Comment se situe la France par rapport aux autres pays européens en matière de stockage ?

Par rapport aux autres pays européens, le besoin de flexibilité sur les courtes durées que couvrent les batteries est moins élevé en France : nous pouvons compter sur plusieurs sources de flexibilité inhérentes au caractère très pilotable du mix de production français (nucléaire, hydraulique…), aux interconnexions électriques avec les autres pays européens, ou encore aux ballons d’eau chaude qui permettent de décaler la consommation vers les heures creuses. Comparativement, le stockage par batterie est aujourd’hui plus développé en Angleterre, Allemagne ou Italie. 

Pourquoi ne peut-on pas mettre des batteries sur l’ensemble du réseau électrique pour lisser les courbes de consommation et de production ?

Il faut d’abord souligner que lisser ces courbes ne signifie pas que le réseau électrique a moins besoin d’être renforcé : il doit par exemple rester en mesure de couvrir des situations d’incident.

Ensuite, installer un parc de batteries suffisamment capacitaire pour lisser les courbes de charge n’est pas une solution viable sur le plan économique.

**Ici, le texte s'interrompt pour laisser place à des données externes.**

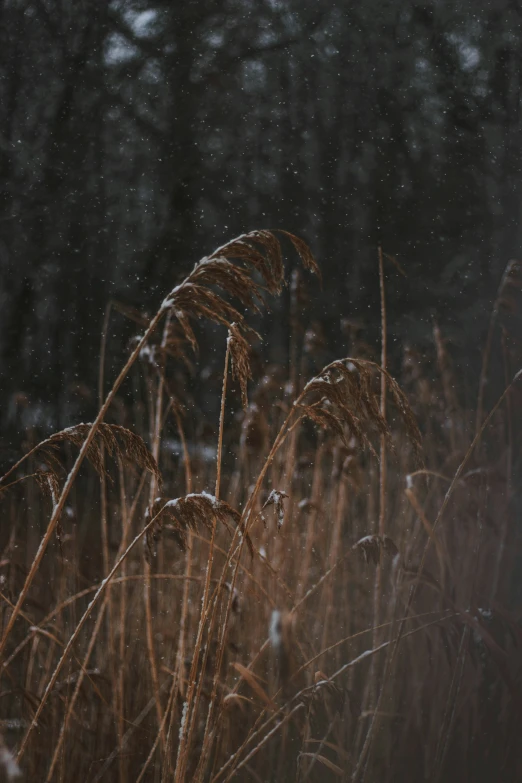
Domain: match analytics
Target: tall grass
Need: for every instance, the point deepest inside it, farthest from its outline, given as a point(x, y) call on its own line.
point(325, 595)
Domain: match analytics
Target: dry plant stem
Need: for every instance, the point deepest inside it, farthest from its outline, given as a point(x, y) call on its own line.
point(415, 585)
point(452, 486)
point(382, 467)
point(248, 518)
point(77, 688)
point(222, 422)
point(486, 355)
point(136, 723)
point(445, 728)
point(120, 678)
point(509, 474)
point(156, 440)
point(345, 667)
point(68, 647)
point(191, 703)
point(58, 508)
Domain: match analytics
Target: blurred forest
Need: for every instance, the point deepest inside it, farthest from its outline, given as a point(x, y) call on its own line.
point(138, 135)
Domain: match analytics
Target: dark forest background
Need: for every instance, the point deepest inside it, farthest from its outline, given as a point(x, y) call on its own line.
point(136, 136)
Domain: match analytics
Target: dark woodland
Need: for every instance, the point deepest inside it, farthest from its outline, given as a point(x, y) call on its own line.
point(261, 383)
point(136, 135)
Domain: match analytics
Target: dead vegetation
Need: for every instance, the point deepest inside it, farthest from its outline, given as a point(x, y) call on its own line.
point(367, 633)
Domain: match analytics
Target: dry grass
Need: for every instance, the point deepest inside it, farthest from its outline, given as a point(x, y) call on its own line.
point(368, 632)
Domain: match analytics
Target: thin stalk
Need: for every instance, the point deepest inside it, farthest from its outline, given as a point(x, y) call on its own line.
point(68, 647)
point(191, 703)
point(58, 508)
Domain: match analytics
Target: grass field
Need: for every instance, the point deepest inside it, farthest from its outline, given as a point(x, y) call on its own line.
point(323, 591)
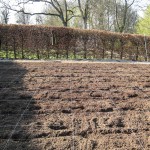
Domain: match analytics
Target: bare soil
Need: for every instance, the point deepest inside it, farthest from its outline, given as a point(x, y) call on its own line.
point(74, 106)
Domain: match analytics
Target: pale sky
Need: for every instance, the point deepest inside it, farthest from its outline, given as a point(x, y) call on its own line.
point(38, 7)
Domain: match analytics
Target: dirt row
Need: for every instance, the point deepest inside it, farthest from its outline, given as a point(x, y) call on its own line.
point(76, 106)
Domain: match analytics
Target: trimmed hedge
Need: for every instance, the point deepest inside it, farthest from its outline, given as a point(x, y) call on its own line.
point(42, 42)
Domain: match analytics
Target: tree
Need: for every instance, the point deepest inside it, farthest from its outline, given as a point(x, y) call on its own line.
point(23, 18)
point(84, 8)
point(143, 25)
point(5, 16)
point(63, 9)
point(122, 13)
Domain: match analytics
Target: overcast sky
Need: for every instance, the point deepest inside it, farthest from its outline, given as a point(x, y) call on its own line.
point(38, 7)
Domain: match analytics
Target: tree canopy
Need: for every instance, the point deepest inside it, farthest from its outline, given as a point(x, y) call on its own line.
point(143, 25)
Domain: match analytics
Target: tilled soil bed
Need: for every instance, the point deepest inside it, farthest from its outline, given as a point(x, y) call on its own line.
point(74, 106)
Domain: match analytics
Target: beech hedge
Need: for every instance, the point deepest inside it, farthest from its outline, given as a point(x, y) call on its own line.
point(43, 42)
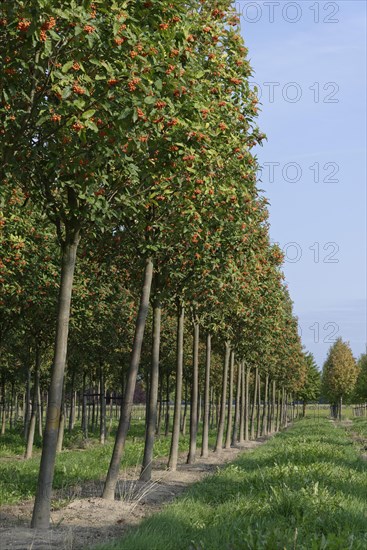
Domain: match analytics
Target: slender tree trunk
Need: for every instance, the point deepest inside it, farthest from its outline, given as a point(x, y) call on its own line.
point(258, 410)
point(254, 401)
point(11, 406)
point(166, 418)
point(194, 396)
point(242, 437)
point(41, 510)
point(39, 412)
point(199, 406)
point(184, 417)
point(230, 401)
point(159, 421)
point(32, 424)
point(219, 442)
point(278, 412)
point(246, 376)
point(3, 408)
point(146, 471)
point(27, 403)
point(60, 435)
point(85, 408)
point(113, 471)
point(340, 408)
point(237, 407)
point(173, 456)
point(72, 404)
point(264, 423)
point(205, 437)
point(102, 416)
point(273, 397)
point(212, 407)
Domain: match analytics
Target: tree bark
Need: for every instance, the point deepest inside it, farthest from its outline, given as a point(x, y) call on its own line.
point(230, 401)
point(166, 416)
point(113, 471)
point(242, 437)
point(194, 396)
point(173, 455)
point(32, 423)
point(237, 407)
point(220, 432)
point(205, 437)
point(159, 420)
point(27, 404)
point(253, 409)
point(184, 417)
point(246, 376)
point(272, 416)
point(72, 404)
point(102, 416)
point(85, 408)
point(146, 470)
point(41, 510)
point(264, 420)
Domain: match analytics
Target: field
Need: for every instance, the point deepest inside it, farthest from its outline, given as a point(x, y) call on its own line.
point(304, 488)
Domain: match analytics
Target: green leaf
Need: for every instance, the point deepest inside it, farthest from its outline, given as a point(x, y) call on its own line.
point(65, 68)
point(88, 114)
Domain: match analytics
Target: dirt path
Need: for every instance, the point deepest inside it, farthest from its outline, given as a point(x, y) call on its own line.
point(88, 520)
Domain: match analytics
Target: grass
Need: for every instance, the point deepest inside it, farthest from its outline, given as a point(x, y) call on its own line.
point(78, 463)
point(306, 489)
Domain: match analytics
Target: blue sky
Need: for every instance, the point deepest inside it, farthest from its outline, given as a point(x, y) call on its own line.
point(309, 62)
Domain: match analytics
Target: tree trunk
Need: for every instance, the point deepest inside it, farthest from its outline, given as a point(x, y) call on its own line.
point(237, 407)
point(159, 421)
point(41, 510)
point(230, 401)
point(194, 396)
point(60, 435)
point(246, 376)
point(32, 423)
point(272, 416)
point(340, 408)
point(242, 437)
point(173, 455)
point(264, 422)
point(166, 418)
point(146, 470)
point(205, 438)
point(184, 417)
point(254, 401)
point(85, 408)
point(212, 408)
point(72, 404)
point(113, 471)
point(27, 405)
point(219, 441)
point(39, 412)
point(102, 416)
point(278, 413)
point(3, 407)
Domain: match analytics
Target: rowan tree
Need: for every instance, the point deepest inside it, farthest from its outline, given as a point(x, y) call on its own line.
point(339, 375)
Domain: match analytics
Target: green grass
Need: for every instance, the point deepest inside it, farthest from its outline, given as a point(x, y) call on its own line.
point(75, 465)
point(306, 489)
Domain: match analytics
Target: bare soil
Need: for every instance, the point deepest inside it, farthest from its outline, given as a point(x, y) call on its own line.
point(87, 519)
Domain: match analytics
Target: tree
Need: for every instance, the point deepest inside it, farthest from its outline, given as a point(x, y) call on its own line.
point(361, 384)
point(310, 392)
point(339, 375)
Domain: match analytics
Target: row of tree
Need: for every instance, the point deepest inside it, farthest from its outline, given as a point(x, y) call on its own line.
point(344, 378)
point(128, 181)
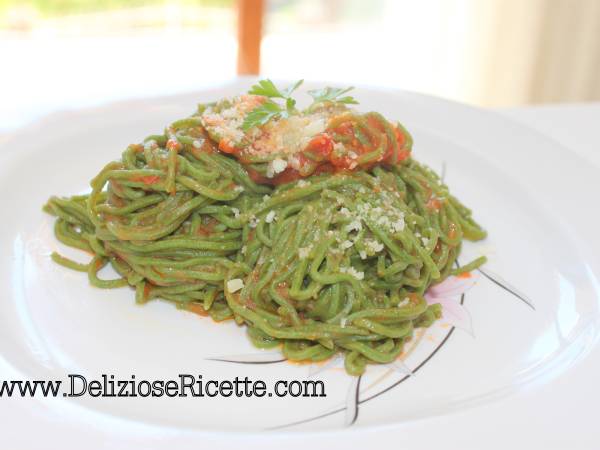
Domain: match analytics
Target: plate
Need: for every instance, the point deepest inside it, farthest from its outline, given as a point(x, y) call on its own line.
point(518, 328)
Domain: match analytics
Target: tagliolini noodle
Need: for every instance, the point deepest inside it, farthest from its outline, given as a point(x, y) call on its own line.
point(331, 253)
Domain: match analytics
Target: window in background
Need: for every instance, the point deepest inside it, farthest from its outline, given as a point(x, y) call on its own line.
point(486, 52)
point(73, 53)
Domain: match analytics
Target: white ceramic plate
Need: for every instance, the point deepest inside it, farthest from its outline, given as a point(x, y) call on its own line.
point(509, 357)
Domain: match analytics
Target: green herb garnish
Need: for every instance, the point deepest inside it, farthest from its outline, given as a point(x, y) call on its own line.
point(330, 94)
point(270, 109)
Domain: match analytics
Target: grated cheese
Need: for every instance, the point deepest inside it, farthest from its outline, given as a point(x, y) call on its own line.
point(235, 285)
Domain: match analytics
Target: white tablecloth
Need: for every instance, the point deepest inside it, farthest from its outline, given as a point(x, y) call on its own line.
point(576, 126)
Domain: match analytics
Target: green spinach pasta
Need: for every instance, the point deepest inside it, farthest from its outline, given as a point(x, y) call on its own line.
point(314, 229)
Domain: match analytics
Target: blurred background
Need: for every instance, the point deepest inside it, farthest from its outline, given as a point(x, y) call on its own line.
point(59, 54)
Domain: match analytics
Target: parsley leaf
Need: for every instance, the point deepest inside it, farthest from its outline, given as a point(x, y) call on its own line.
point(330, 94)
point(270, 110)
point(268, 89)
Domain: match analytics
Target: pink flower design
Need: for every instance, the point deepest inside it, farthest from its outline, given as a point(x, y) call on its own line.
point(448, 294)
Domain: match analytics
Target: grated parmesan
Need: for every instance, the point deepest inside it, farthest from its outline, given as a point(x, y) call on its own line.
point(235, 285)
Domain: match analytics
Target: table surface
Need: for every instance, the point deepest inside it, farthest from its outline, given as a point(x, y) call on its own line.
point(573, 126)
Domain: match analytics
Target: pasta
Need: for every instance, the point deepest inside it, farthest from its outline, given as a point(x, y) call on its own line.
point(324, 249)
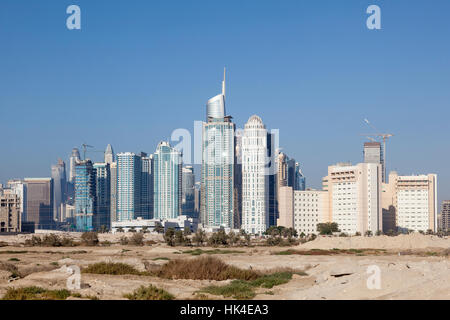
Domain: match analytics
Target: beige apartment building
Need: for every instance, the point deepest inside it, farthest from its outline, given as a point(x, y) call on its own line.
point(411, 201)
point(311, 207)
point(303, 210)
point(286, 207)
point(354, 197)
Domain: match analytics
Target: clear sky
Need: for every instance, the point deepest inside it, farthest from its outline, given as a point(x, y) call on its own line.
point(137, 70)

Cela n’est pas non plus adapté aux zones à forte dynamique de croissance, qui imposent tôt ou tard le recours à un renforcement du réseau.

Enedis lance régulièrement des appels d’offre « Flexibilité » sur des zones où un besoin de flexibilité a été identifié, et des projets de batteries ont déjà été retenus car ils peuvent constituer, en fonction des situations, la solution la plus adaptée.